What was this trench? Let us explain. Braine-l'Alleud is
a Belgian village; Ohain is another. These villages, both of
them concealed in curves of the landscape, are connected by a
road about a league and a half in length, which traverses the
plain along its undulating level, and often enters and buries
itself in the hills like a furrow, which makes a ravine of this
road in some places. In 1815, as at the present day, this road
cut the crest of the plateau of Mont-Saint-Jean between the
two highways from Genappe and Nivelles; only, it is now on
a level with the plain; it was then a hollow way. Its two
slopes have been appropriated for the monumental hillock.

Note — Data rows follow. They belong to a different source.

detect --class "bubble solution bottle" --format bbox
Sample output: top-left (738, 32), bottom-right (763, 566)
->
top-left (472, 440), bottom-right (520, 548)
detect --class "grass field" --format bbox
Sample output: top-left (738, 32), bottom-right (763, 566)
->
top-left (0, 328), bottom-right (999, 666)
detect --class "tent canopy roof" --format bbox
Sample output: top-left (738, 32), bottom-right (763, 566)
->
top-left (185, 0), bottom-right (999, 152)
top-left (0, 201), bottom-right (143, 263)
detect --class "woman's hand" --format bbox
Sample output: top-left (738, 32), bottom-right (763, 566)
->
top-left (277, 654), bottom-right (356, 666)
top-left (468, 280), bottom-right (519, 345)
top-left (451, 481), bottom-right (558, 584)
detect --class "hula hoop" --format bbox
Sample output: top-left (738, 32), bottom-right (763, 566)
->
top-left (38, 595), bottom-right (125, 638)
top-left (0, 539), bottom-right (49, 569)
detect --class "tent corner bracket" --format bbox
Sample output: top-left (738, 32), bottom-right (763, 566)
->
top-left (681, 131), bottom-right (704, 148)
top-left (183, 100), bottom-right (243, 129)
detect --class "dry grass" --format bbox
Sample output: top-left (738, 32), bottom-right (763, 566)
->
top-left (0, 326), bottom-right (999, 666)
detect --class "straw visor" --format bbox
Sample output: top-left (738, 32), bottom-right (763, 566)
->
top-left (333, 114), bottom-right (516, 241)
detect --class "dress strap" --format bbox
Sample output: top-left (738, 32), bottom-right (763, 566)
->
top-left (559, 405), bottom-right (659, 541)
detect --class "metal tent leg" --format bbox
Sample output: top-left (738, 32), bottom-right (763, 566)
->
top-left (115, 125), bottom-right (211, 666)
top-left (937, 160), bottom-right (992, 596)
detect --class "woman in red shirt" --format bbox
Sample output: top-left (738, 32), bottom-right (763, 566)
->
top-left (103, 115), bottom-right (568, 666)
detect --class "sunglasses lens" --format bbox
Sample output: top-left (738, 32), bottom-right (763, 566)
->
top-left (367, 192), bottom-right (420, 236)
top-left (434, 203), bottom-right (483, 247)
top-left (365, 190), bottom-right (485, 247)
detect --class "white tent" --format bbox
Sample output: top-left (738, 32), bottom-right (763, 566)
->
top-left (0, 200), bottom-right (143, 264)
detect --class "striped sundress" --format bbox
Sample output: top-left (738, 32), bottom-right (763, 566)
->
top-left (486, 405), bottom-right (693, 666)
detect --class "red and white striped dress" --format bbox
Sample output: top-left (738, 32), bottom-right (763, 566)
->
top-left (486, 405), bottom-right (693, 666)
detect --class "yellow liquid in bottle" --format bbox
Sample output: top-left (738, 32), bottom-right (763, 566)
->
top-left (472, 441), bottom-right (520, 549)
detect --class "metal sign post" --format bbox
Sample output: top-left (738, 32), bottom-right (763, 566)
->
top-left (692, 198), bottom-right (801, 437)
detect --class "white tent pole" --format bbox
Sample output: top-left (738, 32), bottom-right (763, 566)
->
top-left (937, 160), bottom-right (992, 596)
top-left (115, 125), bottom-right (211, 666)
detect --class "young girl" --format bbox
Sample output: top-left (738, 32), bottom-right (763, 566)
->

This road was, and still is, a trench throughout the greater
portion of its course; a hollow trench, sometimes a dozen feet
in depth, and whose banks, being too steep, crumbled away
here and there, particularly in winter, under driving rains.
Accidents happened here. The road was so narrow at the
Braine-l'Alleud entrance that a passerby was crushed by a
cart, as is proved by a stone cross which stands near the cemetery,
and which gives the name of the dead, Monsieur Bernard
Debrye, Merchant of Brussels, and the date of the accident,
February, 1637.
It was so deep on the table-land of Mont-Saint-Jean
that a peasant, Mathieu Nicaise, was crushed
there, in 1783, by a slide from the slope, as is stated on another
stone cross, the top of which has disappeared in the process
of clearing the ground, but whose overturned pedestal is still
visible on the grassy slope to the left of the highway between
La Haie-Sainte and the farm of Mont-Saint-Jean.
On the day of battle, this hollow road whose existence was
in no way indicated, bordering the crest of Mont-Saint-Jean,
a trench at the summit of the escarpment, a rut concealed in
the soil, was invisible; that is to say, terrible.